König himself had had no occasion to clear himself of all this gathering suspicion, for in his presence the wagging tongues became mute. Borgert had maliciously misrepresented König so much in his talks with the junior officers as to create quite a strong feeling against him. He had stated that König, although abundantly able to help some momentarily embarrassed comrades out of their troubles, had not only refused point-blank, but had added insult to injury. Such supposed behavior, since Borgert’s tales had found credence, had cost König the sympathy of the majority of the officers, and now that trouble had overtaken him, many of them rejoiced at the fact. Lieutenant Bleibtreu would have informed his squadron chief of the unpleasant rumors circulating, but ill luck would have it that that faithful junior happened to be off on leave of absence. He did not correspond with any of his fellow-officers during his leave, and knew nothing of the matter until after König’s arrest.
It was only by furnishing an extravagantly high amount of bail that König temporarily regained his liberty, having spent some ten days in jail meanwhile. By the colonel’s order he was then suspended from active duty and compelled to await the outcome of the accusation in his own home. At first König was stunned by the blow. After fifteen years of active service, during which he had never been charged with anything contrary to good morals or manners, he was now accused of a vulgar crime! And what was worse, the accusation against him was entirely based on the irresponsible remarks of a man who was a moral wreck at the time he made them, and who had since been legally condemned as a convicted criminal. It was nothing less than an outrage, it seemed to him.

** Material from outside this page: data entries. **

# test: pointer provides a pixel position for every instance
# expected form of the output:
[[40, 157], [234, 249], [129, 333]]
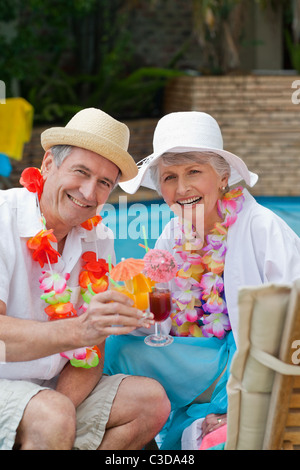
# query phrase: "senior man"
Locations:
[[52, 391]]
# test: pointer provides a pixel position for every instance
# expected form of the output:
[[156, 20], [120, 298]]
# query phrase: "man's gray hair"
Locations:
[[60, 152], [219, 164]]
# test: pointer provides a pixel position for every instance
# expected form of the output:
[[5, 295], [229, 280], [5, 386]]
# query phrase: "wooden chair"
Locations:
[[264, 385]]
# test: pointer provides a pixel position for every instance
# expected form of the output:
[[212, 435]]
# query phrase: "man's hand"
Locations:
[[213, 422], [111, 313]]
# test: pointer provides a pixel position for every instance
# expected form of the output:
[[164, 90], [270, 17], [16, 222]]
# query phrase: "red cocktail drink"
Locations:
[[160, 304]]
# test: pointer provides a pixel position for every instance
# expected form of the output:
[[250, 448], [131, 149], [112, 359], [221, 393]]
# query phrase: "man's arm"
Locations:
[[26, 340]]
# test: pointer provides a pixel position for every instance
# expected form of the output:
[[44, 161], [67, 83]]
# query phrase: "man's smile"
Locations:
[[78, 203]]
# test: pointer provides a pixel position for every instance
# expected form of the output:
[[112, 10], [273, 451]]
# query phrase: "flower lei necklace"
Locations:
[[200, 299], [57, 294]]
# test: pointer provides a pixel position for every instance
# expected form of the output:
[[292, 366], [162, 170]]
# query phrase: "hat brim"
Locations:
[[104, 147], [239, 170]]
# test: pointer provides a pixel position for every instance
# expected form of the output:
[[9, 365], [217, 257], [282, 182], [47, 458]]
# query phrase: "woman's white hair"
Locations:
[[218, 163]]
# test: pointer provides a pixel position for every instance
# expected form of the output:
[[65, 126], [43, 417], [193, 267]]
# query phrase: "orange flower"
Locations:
[[61, 310], [32, 180], [43, 252], [92, 222]]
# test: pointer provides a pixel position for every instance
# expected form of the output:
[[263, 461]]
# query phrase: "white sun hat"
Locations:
[[185, 132], [93, 129]]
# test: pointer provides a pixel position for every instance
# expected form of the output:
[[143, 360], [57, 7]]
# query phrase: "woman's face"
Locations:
[[192, 191]]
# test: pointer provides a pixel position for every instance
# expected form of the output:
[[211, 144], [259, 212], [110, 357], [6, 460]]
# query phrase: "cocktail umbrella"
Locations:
[[160, 265], [127, 269]]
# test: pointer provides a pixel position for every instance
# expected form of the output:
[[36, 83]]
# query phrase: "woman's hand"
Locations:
[[111, 313], [213, 422]]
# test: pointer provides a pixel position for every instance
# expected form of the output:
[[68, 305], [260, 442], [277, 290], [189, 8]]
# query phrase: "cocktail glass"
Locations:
[[160, 305]]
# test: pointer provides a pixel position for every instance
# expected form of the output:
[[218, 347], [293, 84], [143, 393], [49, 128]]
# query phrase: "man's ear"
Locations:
[[48, 162]]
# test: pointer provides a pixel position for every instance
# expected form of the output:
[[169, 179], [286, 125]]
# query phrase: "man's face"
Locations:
[[73, 191]]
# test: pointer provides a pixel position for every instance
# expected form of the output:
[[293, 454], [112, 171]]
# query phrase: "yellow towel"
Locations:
[[16, 118]]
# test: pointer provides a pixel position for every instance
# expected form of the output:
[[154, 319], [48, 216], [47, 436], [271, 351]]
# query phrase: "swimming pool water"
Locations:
[[127, 221]]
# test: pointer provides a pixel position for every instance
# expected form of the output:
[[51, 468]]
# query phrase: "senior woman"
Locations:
[[221, 239]]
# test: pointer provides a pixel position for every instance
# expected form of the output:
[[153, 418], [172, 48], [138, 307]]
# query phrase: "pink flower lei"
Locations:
[[57, 294], [201, 307]]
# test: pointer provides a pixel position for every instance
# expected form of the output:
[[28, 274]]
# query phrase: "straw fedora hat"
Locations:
[[185, 132], [94, 130]]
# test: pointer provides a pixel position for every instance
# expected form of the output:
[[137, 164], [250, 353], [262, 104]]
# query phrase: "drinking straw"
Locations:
[[145, 239], [109, 269]]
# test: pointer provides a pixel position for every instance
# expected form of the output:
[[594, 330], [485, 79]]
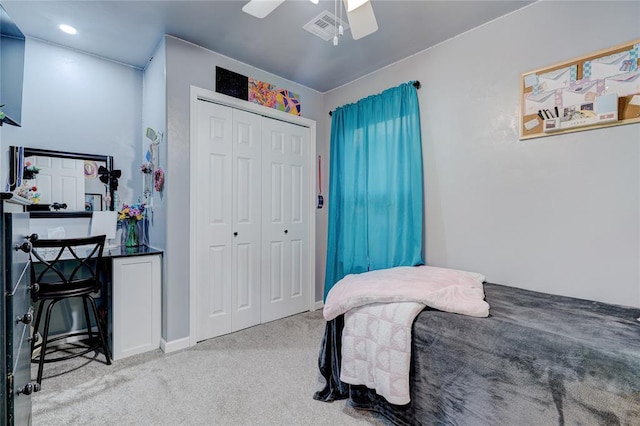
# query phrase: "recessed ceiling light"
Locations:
[[68, 29]]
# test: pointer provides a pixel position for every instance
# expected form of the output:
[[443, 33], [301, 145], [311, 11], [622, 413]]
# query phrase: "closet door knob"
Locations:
[[26, 318]]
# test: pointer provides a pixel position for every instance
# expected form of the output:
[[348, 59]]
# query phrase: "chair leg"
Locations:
[[101, 332], [45, 336], [86, 317], [36, 326]]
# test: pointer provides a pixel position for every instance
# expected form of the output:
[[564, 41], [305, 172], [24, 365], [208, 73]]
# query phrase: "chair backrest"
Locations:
[[66, 267]]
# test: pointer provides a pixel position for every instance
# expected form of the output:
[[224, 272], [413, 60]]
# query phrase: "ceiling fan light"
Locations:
[[354, 4], [362, 21], [261, 8]]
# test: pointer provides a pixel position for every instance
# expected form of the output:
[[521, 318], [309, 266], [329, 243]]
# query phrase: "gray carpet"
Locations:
[[264, 375]]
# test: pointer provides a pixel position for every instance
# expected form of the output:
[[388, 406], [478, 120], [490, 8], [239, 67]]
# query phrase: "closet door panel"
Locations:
[[213, 220], [247, 206], [284, 224]]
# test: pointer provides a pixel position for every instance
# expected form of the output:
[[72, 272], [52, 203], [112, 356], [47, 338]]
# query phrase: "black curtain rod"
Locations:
[[416, 84]]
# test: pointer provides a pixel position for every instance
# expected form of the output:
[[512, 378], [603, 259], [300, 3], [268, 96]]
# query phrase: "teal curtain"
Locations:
[[375, 185]]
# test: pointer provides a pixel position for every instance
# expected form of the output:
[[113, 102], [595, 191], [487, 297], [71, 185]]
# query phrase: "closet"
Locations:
[[251, 241]]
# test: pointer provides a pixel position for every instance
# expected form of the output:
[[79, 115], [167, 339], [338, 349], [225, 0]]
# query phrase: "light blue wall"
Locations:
[[558, 214], [154, 115], [81, 103]]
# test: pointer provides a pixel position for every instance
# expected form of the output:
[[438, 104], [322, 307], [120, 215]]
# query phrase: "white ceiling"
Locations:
[[129, 31]]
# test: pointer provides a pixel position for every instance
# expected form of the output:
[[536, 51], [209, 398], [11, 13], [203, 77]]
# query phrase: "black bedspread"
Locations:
[[539, 359]]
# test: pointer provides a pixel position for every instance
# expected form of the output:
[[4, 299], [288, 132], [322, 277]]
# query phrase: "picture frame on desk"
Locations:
[[93, 202]]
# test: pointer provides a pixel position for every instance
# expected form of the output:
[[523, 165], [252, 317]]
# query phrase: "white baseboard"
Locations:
[[174, 345]]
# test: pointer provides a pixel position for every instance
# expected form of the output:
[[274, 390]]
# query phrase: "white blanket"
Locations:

Where was the confidence, the good comradeship, with which he had formerly met on all sides? Was it not the duty of his superior, the colonel, first closely to investigate the circumstances surrounding an alleged fact which on its face seemed highly improbable, before formulating such an accusation likely to ruin his reputation in the whole regiment and in the entire army?

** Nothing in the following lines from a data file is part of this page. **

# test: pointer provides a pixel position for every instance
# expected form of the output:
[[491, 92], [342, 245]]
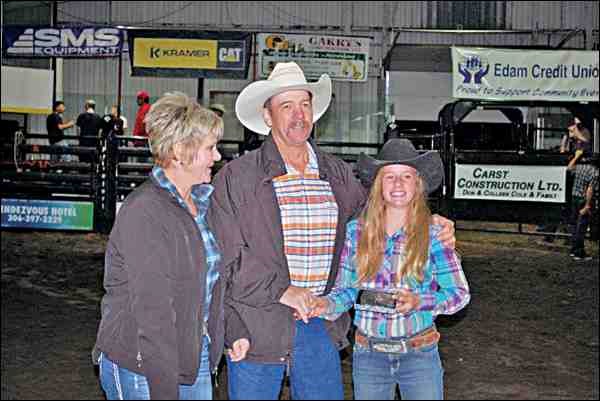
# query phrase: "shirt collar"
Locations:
[[313, 164]]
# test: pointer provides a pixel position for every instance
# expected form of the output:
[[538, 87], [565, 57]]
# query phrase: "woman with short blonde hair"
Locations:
[[175, 120], [162, 330]]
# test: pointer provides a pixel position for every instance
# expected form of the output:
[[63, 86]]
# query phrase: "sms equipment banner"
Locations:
[[511, 183], [531, 75], [343, 58], [65, 42], [47, 215], [190, 54]]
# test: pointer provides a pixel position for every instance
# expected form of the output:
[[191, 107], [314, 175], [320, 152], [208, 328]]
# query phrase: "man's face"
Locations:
[[290, 116]]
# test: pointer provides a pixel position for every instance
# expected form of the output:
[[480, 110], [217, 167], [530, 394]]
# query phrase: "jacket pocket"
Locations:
[[255, 282]]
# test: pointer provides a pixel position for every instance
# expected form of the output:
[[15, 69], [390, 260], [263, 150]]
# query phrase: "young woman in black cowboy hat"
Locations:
[[398, 276]]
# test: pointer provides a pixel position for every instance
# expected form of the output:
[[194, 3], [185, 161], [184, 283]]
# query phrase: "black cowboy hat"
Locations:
[[401, 151]]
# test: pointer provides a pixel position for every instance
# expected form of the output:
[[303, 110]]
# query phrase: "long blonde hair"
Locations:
[[371, 244]]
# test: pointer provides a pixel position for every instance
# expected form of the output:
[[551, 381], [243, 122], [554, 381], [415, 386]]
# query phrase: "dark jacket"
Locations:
[[155, 281], [244, 216]]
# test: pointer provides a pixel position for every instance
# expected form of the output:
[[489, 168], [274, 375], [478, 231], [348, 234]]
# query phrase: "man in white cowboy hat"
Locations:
[[279, 214]]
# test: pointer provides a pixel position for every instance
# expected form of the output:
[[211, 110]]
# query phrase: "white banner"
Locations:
[[511, 183], [505, 74], [344, 58]]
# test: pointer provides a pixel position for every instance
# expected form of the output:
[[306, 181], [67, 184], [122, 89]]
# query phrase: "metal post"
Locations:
[[54, 10], [539, 133], [596, 136]]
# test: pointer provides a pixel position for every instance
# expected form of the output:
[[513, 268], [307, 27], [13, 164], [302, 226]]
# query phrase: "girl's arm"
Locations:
[[449, 292], [343, 295]]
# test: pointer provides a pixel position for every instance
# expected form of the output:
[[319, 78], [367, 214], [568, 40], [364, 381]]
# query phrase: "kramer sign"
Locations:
[[530, 75], [190, 54], [511, 183], [67, 42]]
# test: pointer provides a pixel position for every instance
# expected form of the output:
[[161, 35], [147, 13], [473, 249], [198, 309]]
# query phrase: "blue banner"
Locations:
[[66, 42], [48, 215]]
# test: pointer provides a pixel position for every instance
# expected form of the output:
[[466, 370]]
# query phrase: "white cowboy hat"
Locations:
[[285, 77]]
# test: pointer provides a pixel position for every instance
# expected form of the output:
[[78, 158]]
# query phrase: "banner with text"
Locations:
[[66, 42], [190, 54], [344, 58], [48, 215], [511, 183], [505, 74]]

And, indeed, the good captain had sufficient reason for complaining of the treatment he now met with. The ground had been well prepared by the mischievous gossip that had preceded his arrest, and now he was shunned as would have been a convicted criminal, an outcast, and the very children in the street pointed the finger of scorn at him and his family. Bleibtreu was the only exception. Firmly convinced of the innocence of his friend, he did valiant service in trying to restore the former universal confidence in König’s integrity.
He proved his unshaken belief in the captain by paying him daily visits, and by spending every evening with him and his family. He became the companion of König’s solitary walks; and he even persisted in this after he had been warned of the consequences by the colonel, and when his comrades punished him for his unselfish friendship by likewise ostracising and assuming a hostile attitude towards him.
But all these machinations did not hinder the young man from doing what he regarded as his duty. He would have deemed himself a poltroon if he had abandoned his friend now that misfortune had overtaken him.
The entire body of non-commissioned officers of the regiment and the whole rank and file of it felt deeply indignant at the manner in which this popular officer was made a scapegoat by the colonel, and this universal sentiment found its expression by numerous unofficial calls which many of the captain’s subordinates made on him during his time of tribulation.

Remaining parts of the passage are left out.